PADRE NOSTRO NON CI INDURRE IN TENTAZIONE O NON ABBADONARCI ALLA TENTAZIONE

E’ monsignor Bruno Forte, arcivescovo di Chieti-Vasto, presidente della Conferenza abruzzese–molisana e noto teologo, ad annunciare in anteprima che “il Messale con la nuova versione del Padre Nostro voluta dalla Conferenza Episcopale Italiana uscirà qualche giorno dopo la prossima Pasqua”. Nella preghiera, l’invocazione a Dio ‘non indurci in tentazione’ è stata modificata con una traduzione ritenuta più appropriata: ‘non abbandonarci alla tentazione’.  “L’uso liturgico sarà introdotto a partire dalle Messe del 29 novembre di quest’anno, prima domenica d’Avvento”.

 

Monsignor Forte, perché i vescovi italiani hanno deciso la modifica di una delle più antiche  e conosciute preghiere cristiane?

 

R. – Per  una fedeltà alle intenzioni espresse dalla preghiera di Gesù e all’originale greco. In realtà l’originale greco usa un verbo che significa letteralmente ‘portarci, condurci’. La traduzione latina ‘inducere’ poteva richiamare l’omologo greco. Però, in italiano ‘indurre’ vuol dire ‘spingere a..’ in sostanza, far sì che ciò avvenga.
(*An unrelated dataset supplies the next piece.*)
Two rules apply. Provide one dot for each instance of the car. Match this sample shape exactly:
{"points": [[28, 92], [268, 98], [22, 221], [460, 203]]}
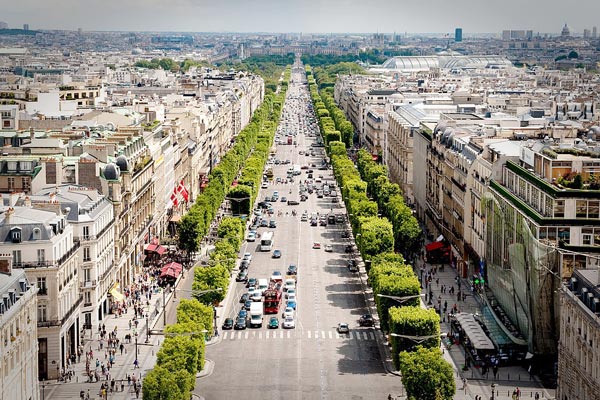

E risulta strano che si possa dire a Dio ‘non spingerci a cadere in tentazione’. Insomma, la traduzione con ‘non indurci in…’ non risultava fedele.

 

E allora i vescovi italiani hanno pensato di trovare una traduzione migliore…

 

R. – Un interrogativo che si sono posti anche episcopati di tutto il mondo. Ad esempio, in spagnolo, lingua più parlata dai cattolici nel pianeta, si dice ‘fa che noi non cadiamo nella tentazione’. In francese, dopo molti travagli, si è passati da una traduzione che era ‘non sottometterci alla tentazione’ alla formula attuale che è ‘non lasciarci entrare in tentazione’. Dunque, l’idea da esprimere è questa: il nostro Dio, che è un Dio buono e grande nell’amore, fa in modo che noi non cadiamo in tentazione. La mia personale proposta è stata che si traducesse in ‘fa che non cadiamo in tentazione’ però dato che nella bibbia Cei la traduzione scelta è stata ‘non abbandonarci alla tentazione’ alla fine i vescovi per rispettare la corrispondenza tra il testo biblico ufficiale e la liturgia hanno preferito quest’ultima versione.

 

Molti teologi e pastori hanno fatto notare che la vecchia espressione ‘non ci indurre in tentazione’ facesse riferimento alle prove che Dio permette nella nostra vita…

 

R. – Una cosa è la prova, in generale, ma il termine che si trova nella preghiera del Padre Nostro è lo stesso che viene usato nel Vangelo di Luca nel riferimento alle tentazioni di Gesù, che sono  vere tentazioni. Allora, non si tratta semplicemente di una qualunque prova della vita ma di vere tentazioni. Qualcosa o qualcuno che ci induce a fare il male o ci vuole separare dalla comunione con Dio. Ecco perché l’espressione ‘tentazione’ è corretta ed il verbo che le corrisponde deve essere un verbo che faccia comprendere che il nostro è un Dio che ci soccorre, che ci aiuta a non cadere in tentazione. Non un Dio che in qualunque modo ci tende una trappola. Questa è un’idea assolutamente inaccettabile.

 

Questo cambiamento provocherà qualche problema ai fedeli abituati alla vecchia versione?

 

R. – Sostanzialmente, la modifica è molto limitata. Non credo che dovrebbero esserci grossi problemi. Dobbiamo aiutare le persone a capire che non si tratta di voler  un cambiamento fine a se stesso ma di cambiare per pregare in maniera ancora più consapevole e vicina a quelle che sono state le intenzioni di Gesù.